The elephants in the room, unfortunately, aren’t the Ivory Coast national team, but microtransactions and lootboxes. Previous FIFA games with EA Sports have long been rightly criticised for the infinite grind of monetised player packs which gamers can sink literally thousands into in a bid to stay competitive. This consideration is doubly weighted when FIFA Heroes is so patently geared towards Gens Z and Alpha.

However, in this sense, while the monetisation does resemble Ultimate Team (you open “Lockers” instead of ripping packs of cards), how it plays out in-game is more akin to Fortnite than previous FIFAs.

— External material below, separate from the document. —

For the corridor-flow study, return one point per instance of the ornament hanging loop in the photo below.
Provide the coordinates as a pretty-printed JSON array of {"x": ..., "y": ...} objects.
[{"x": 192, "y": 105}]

In EAFC, Kylian Mbappe is a chase card because he’s literally the fastest player in the base game, has a unique body type and the “aura” of custom animations which make his dribbling, running and shooting feel smoother – the same goes for top-tier Icons and promo cards.

But in FIFA Heroes, while there are a wooly set of stats which go up and down marginally with the rarity of a character from Common to Mythical, the emphasis is much more on the special skills of each character, which the development team says will come from a shared pool of common archetypes. Therefore a player like Diego Maradona apparently won’t have some busted unique ability which makes him massively overpowered compared to Zayu the Mexican Jaguar mascot, for example. This is despite the fact you probably had more chance in a 1v1 football match against a vicious jaguar than El Diego at the peak of his powers.

So while there is the potential for infinite spend, you should be able to build a team of characters with meta Skills without having to grind for one specific, ultra-rare player. Or at least that’s what we know so far. It remains to be seen if there is just one Legendary character with the best Skill who just appears in Lockers.

FIFA Heroes is due to arrive on 28th April, 2026, crucially in time for the World Cup, and hits iOS and Android first before coming to Switch, Xbox and PlayStation. Steam is also a possibility, but hasn’t been confirmed for launch. It will feature crossplay between all of the platforms, with cross-progression on “compatible devices”.